Another hack we tried was to bring 80lb magnetic hooks. Because the walls of most guest rooms in most cruises are magnetic, these hooks easily stuck to the walls. We mostly used them for hanging our lanyards each night along with any small crossbody wallets or purses. For our next cruise, I think I might purchase hooks with a slightly heavier weight bearing rating to handle sweaters and larger bags.

Pop-Up Laundry Hamper

Since our cruise extended 12 nights, we knew that we would be doing laundry onboard the cruise ship. On the Caribbean Princess, laundry is $3 to wash and $3 to dry - plus additional money if you don't bring your own detergent. We brought detergent sheets with us, which packed flat and worked wonderfully. To carry our laundry to and from the laundry rooms, we brought simple pop-up hampers with handles. We bought a 2-pack, one for each of our rooms, and this kept our laundry confined to one space in the room. Again, these hampers packed flat and were 100% worthwhile to bring.

Hardcase Luggage (Lockable, if possible)

For our international flight to London Heathrow airport, we checked five bags for the six of us. Our ordinary way of traveling is to do so without checking bags. Since this trip involved 12 nights and 8 countries in unpredictable weather, we opted to check bags. We were very pleased with the lockable luggage options by Gregory as well as the easy-to-spot, gorgeous rolling suitcases by Vera Bradley.

PICTURED: Quadro Hardcase 28" (Gregory), Hardside Spinner Luggage (Vera Bradley), Women's Soft Comfy Wrap (32 Degrees), Women's Soft Rib High Neck Tank (32 Degrees), LOFT Beach Triple Cloth Wide Leg Pants (LOFT).
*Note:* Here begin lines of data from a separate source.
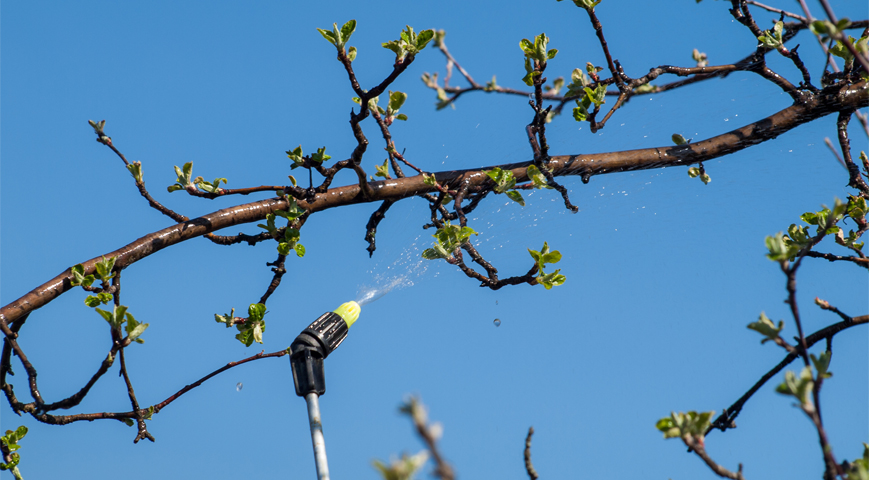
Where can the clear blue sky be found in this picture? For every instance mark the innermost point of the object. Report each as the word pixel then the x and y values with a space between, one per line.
pixel 664 273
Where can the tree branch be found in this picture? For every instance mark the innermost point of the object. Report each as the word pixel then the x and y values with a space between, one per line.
pixel 828 101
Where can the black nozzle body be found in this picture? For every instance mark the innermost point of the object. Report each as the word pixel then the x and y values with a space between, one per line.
pixel 309 350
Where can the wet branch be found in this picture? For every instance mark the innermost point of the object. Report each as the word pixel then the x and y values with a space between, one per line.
pixel 830 100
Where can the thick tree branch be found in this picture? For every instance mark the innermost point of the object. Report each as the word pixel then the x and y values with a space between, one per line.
pixel 828 101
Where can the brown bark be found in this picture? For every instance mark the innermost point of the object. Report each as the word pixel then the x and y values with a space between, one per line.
pixel 826 102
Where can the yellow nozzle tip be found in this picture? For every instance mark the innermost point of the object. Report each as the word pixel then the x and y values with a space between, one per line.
pixel 349 312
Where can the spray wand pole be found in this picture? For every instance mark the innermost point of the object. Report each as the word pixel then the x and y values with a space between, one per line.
pixel 307 353
pixel 317 436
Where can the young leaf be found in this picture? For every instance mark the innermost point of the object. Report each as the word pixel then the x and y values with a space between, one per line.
pixel 538 179
pixel 680 425
pixel 766 327
pixel 135 169
pixel 228 319
pixel 104 268
pixel 383 170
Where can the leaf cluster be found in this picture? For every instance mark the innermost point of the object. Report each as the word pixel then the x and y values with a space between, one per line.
pixel 786 247
pixel 339 37
pixel 10 444
pixel 251 330
pixel 185 182
pixel 447 240
pixel 689 424
pixel 542 258
pixel 409 43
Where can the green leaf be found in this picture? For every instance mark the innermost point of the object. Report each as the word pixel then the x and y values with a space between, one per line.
pixel 396 47
pixel 212 187
pixel 383 170
pixel 778 250
pixel 596 96
pixel 347 30
pixel 538 179
pixel 320 156
pixel 557 86
pixel 531 73
pixel 549 280
pixel 79 278
pixel 581 111
pixel 116 317
pixel 104 268
pixel 270 224
pixel 504 179
pixel 766 327
pixel 228 319
pixel 679 425
pixel 772 38
pixel 296 156
pixel 822 363
pixel 135 329
pixel 423 38
pixel 329 36
pixel 516 196
pixel 397 99
pixel 92 301
pixel 542 258
pixel 135 169
pixel 256 311
pixel 448 239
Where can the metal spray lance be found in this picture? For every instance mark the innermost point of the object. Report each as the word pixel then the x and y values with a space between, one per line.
pixel 307 353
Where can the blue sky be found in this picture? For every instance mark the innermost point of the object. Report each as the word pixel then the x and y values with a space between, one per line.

Comfy Clothes for Sea Days and Airline Travel

In bygone days, people dressed up a bit to travel by air. It was not uncommon to see crisp suits (even ties!), genteel hats, and stockings with high-heeled pumps. Culture has shifted dramatically now and comfort is the name of the game for air travel. Even so, I prefer to strike a balance - striving for stretchy layers, but trying very hard not to slink into over-casual carelessness.
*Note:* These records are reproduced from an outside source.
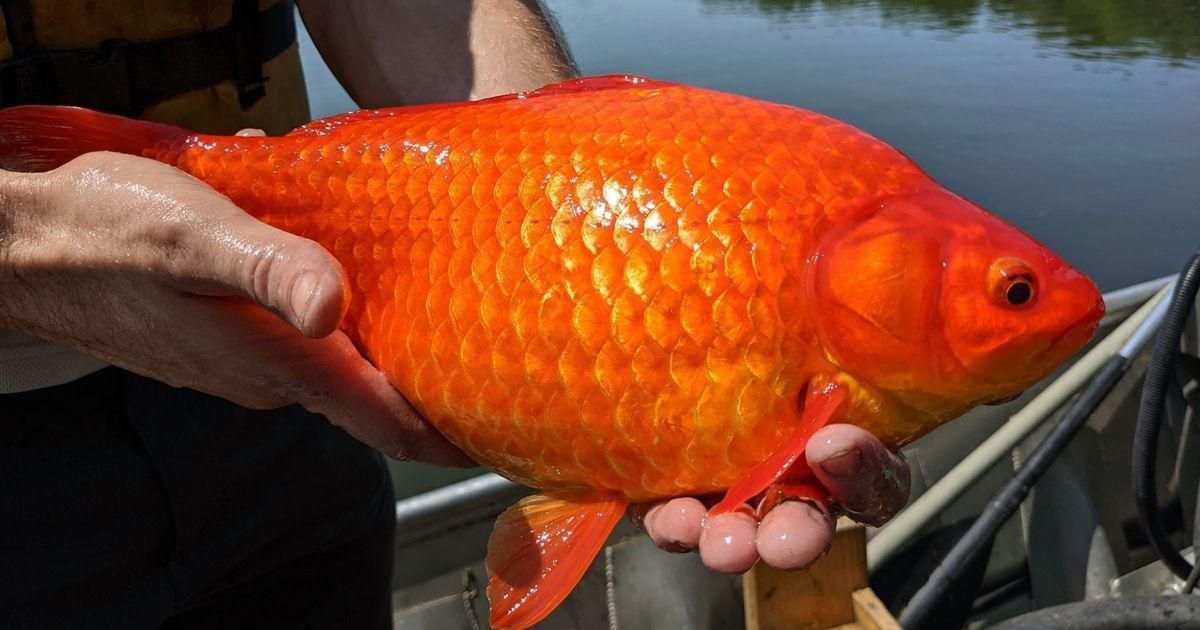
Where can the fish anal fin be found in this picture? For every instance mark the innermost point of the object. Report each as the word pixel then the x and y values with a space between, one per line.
pixel 540 549
pixel 789 459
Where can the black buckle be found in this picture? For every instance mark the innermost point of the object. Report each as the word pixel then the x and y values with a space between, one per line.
pixel 96 77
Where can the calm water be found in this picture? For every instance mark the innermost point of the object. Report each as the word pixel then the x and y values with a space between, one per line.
pixel 1078 120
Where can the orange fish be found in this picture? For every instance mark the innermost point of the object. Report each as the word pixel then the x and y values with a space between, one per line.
pixel 618 289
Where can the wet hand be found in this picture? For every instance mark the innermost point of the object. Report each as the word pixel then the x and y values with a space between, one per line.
pixel 865 480
pixel 149 269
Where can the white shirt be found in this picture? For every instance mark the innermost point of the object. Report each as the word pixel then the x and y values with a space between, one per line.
pixel 29 363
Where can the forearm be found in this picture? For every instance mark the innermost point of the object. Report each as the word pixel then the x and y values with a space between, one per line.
pixel 17 201
pixel 401 52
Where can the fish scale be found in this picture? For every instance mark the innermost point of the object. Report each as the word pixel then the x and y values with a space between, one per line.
pixel 630 249
pixel 617 289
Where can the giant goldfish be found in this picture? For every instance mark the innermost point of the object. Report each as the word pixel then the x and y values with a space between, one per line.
pixel 618 289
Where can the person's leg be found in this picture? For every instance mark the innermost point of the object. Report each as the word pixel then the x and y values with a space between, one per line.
pixel 85 525
pixel 280 515
pixel 345 587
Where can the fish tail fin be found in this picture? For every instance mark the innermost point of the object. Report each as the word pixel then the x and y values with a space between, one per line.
pixel 35 138
pixel 540 549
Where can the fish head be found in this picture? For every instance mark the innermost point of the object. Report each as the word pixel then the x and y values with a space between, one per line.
pixel 945 306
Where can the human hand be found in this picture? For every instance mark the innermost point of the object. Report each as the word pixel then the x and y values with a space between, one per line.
pixel 147 268
pixel 865 480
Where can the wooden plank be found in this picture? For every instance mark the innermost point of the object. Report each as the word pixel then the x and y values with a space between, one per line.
pixel 814 599
pixel 871 613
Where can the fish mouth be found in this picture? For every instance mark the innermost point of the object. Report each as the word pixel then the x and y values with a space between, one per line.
pixel 1075 336
pixel 1005 400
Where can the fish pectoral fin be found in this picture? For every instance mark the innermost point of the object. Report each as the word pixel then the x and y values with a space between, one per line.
pixel 787 460
pixel 540 549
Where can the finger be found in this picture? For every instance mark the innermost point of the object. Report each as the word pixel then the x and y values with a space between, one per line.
pixel 727 543
pixel 675 525
pixel 357 396
pixel 291 276
pixel 795 534
pixel 865 479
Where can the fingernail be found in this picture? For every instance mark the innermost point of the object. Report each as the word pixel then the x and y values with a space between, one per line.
pixel 304 289
pixel 843 463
PICTURED: Women's Soft Comfy Wrap (32 Degrees), Women's Soft Rib High Neck Tank (32 Degrees), LOFT Beach Triple Cloth Wide Leg Pants (LOFT), Quadro Hardcase 28" (Gregory), Men's Soft Wash Knit Long Sleeve Button-Up (32 Degrees).
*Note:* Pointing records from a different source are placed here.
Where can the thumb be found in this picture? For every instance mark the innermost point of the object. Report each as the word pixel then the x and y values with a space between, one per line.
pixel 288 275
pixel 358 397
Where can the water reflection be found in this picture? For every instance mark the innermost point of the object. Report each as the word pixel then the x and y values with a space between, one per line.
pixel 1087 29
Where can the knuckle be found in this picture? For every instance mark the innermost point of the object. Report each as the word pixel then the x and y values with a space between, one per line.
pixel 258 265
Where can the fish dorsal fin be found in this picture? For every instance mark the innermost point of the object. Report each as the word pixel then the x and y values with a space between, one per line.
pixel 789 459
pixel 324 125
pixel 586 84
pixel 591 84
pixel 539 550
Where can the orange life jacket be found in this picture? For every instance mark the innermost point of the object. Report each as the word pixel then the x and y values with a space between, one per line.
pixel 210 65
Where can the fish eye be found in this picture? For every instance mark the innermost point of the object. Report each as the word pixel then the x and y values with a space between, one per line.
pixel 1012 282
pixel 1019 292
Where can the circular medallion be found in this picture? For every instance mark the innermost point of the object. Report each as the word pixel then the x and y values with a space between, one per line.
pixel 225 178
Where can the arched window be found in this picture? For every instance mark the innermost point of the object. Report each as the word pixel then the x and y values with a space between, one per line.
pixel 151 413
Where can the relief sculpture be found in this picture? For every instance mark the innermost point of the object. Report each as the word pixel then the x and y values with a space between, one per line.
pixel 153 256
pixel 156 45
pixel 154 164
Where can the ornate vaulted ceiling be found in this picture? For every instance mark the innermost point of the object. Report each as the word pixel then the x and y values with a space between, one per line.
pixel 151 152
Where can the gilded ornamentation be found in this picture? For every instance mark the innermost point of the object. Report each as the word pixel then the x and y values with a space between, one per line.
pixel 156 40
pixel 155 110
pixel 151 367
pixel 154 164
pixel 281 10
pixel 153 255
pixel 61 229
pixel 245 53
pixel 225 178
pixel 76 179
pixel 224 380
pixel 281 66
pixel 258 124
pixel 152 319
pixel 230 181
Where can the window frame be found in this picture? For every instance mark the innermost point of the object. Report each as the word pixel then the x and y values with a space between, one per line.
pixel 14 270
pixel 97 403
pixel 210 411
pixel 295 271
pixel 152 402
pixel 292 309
* The 32 Degrees brand is ideal for long travel days as well as for comfy pajama sets and underthings. Check out the full collection.

Toiletry Considerations

Here are some general thoughts and recommendations regarding toiletries to pack for cruising:

  • Cruise lines may differ in this arena, but the Caribbean Princess provided body gel and shampoo in the staterooms. No bar soap. No conditioner. Since my hair is curly, it NEEDS conditioner and not just any conditioner - some kind of thick, rich, moisturizing conditioner. So I brought my own. Do likewise if you are picky about body or hair care products.
  • Pack a "mini drug store" in your toiletry bag with ibuprofen, Tylenol, Benadryl, hydrocortisone cream, Neosporin, a few bandaids, and any essential oils. Although inexpensive at home, these items may be difficult or pricey to get at sea if the need arises.

Other Items to Pack

  • Bonine (meclizine) is a game changer if you are prone to motion sickness. In fact, I'd go so far as to call it magical and miraculous. I wish I had known about Bonine decades ago. As someone who has always been prone to motion sickness and endured many rocky flights/car rides, I was floored when I discovered that I could do almost any kind of motion without feeling sick. Bumpy flight? Stop-and-go taxi? Dinner cruise? Rickety roller coaster? I'm good with anything now.
  • Swimsuit (if you plan to swim or get in the jacuzzi on the cruise).
  • Snacks for airline travel. We packed beef jerky, kind bars, dried mango bites, cinnamon bears, a tin of altoids, and a pack of sugar-free gum in each person's carry-on for use on the plane or at airports.
  • Phone and electronic chargers.
  • Headphones. Cheap, disposable ear buds are typically provided on international flights, but a pair of your own can go a long way in terms of comfort.
  • Supportive, high-quality compression socks. Check the Dr. Motion collection.

Have the best time on your cruise to Europe! Cruising is a laidback, wonderful way to see the world and we hope you love it as much as we did.